I’m here in Toronto at the CEUS conference with a couple dozen POCUS educators from around the country. They come from all parts of the country, from academic centres, from large and small community hospitals, and from some of Canada’s more remote regions. We are debating all aspects of the certification process, both in the core and expanded applications tracks. We are going through all of the exams trying to get them just right. It’s a lot of work. But we’ve got a bunch of folks in the room to share the load. You can see us in the photo below. It’s a great honour to be here and working with such dedicated physicians, from multiple specialties. My, how CEUS has grown!

CEUS mtg

When I first saw the emails sent by Greg and Chuck to organize this meeting, I noticed the email addresses in the cc box. There were a lot! I couldn’t help but remember where CEUS came from. As many of you know, this started with one person: Ray Wiss. Ray had just started The Emergency Department Echo Course in 2001. His out of the box thinking on its pedagogical style is what set it apart from all bedside ultrasound courses of the day. The focus on image generation. The bedside teaching technique and probe time. The simple and straightforward approach and the removal of extraneous material. Even the name of the course “EDE”, chosen to distinguish bedside ultrasound from elective ultrasound, was bang on.
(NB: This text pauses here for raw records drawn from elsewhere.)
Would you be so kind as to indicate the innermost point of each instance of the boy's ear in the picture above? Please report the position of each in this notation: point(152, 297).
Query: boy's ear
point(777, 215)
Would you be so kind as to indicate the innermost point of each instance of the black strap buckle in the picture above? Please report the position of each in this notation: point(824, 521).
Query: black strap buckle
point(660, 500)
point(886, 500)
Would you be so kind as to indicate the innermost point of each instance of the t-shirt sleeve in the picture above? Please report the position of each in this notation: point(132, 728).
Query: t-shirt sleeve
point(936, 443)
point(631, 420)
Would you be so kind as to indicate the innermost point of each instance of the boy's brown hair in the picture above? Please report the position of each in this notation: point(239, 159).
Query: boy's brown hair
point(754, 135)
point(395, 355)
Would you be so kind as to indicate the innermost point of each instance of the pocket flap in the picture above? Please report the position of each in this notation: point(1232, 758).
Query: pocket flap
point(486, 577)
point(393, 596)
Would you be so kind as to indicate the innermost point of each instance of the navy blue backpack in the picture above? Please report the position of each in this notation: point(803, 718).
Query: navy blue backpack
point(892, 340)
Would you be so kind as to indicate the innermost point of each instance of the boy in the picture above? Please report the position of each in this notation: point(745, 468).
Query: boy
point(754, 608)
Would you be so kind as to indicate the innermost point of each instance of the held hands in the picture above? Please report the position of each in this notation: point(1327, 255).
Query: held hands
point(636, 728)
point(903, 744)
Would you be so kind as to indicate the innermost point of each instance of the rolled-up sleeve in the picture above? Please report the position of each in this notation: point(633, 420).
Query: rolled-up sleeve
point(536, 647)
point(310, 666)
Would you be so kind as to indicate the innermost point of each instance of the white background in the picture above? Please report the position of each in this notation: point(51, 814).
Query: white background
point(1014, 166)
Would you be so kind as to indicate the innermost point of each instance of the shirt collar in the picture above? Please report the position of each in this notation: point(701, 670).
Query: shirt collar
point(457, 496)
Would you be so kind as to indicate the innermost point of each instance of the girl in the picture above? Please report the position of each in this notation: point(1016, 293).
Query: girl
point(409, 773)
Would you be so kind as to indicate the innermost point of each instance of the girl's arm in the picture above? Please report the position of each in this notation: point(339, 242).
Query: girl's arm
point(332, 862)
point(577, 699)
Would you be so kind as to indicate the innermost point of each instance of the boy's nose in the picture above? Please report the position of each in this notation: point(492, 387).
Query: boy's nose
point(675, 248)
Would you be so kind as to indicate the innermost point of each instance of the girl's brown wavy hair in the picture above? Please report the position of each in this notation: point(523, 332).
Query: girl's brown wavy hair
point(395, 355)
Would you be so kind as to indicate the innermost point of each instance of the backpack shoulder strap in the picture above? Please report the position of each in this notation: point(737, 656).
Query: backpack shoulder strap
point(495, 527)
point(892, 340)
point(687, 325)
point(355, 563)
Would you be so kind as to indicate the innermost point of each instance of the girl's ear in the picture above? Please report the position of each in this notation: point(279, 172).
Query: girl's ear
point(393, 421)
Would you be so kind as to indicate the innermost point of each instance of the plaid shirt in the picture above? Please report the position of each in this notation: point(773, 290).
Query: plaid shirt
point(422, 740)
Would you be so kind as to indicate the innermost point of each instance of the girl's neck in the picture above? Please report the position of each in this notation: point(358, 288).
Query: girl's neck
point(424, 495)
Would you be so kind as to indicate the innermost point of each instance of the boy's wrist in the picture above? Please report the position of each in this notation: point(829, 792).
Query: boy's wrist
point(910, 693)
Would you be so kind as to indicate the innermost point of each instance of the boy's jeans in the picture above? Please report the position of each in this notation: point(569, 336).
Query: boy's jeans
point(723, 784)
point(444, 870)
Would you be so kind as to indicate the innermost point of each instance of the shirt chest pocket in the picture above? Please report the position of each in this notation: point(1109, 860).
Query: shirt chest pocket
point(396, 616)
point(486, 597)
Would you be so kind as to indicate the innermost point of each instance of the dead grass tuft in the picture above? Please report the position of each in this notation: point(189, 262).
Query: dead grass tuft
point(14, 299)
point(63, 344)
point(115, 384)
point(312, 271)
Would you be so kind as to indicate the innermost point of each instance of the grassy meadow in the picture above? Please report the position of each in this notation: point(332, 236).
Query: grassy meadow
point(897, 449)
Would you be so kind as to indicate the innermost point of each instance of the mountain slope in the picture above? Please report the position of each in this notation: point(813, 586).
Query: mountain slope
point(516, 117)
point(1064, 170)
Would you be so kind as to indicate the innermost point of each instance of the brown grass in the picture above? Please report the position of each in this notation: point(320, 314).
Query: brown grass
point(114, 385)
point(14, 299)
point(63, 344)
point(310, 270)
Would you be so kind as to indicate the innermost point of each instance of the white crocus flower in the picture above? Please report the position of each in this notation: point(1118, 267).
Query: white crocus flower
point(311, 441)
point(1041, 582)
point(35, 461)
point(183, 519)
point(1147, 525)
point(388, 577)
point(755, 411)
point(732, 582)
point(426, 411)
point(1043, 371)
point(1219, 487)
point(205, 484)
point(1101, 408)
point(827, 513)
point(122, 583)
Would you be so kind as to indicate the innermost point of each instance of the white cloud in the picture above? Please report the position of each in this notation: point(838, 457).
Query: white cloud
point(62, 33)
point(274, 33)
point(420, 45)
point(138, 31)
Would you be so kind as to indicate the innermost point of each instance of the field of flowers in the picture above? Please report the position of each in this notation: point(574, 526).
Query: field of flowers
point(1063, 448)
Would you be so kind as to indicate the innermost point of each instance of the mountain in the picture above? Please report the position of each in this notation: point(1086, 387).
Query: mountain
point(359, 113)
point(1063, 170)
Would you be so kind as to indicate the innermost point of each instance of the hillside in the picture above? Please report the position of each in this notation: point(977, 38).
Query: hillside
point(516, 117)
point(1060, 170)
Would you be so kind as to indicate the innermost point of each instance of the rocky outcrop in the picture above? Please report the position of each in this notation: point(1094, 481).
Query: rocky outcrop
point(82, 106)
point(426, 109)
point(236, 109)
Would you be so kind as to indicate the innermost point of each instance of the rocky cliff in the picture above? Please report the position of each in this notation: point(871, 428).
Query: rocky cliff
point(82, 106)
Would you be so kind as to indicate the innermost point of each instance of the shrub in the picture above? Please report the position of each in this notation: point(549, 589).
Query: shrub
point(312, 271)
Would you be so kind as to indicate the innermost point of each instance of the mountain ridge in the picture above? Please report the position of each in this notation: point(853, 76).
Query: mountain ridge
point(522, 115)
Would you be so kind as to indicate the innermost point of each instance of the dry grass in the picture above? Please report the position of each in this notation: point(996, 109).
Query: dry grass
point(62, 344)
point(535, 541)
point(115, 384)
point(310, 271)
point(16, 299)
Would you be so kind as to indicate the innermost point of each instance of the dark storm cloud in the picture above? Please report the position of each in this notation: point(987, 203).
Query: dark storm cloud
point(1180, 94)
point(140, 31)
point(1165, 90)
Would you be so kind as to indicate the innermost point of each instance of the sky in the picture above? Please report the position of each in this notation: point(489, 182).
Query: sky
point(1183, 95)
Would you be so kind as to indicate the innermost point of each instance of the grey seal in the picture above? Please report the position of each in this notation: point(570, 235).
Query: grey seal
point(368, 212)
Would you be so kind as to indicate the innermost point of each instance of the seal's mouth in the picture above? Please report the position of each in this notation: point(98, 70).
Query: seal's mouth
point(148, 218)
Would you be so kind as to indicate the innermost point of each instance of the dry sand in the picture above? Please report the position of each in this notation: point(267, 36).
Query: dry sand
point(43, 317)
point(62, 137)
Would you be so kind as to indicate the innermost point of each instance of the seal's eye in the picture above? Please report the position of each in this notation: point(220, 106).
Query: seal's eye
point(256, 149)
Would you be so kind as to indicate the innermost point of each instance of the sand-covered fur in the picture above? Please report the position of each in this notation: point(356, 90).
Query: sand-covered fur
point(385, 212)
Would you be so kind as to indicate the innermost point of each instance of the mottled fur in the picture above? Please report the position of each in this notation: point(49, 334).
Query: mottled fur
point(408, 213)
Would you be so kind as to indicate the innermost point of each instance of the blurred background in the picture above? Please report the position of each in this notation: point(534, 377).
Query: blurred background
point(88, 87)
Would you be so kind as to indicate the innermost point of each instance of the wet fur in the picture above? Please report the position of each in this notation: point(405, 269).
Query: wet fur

Not long after Ray started The EDE Course, he started CEUS. CEUS was more out of the box and, frankly prophetic thinking. A national certifying body for POCUS performed by emergency physicians that essentially stated, “We need to be tougher on ourselves than anybody else could or would be”. He wrote the written exam, developed the visual exam, collected the videos, created the scan sheets, the website, and the whole process, plus there was over a dozen years of unremunerated administration that followed.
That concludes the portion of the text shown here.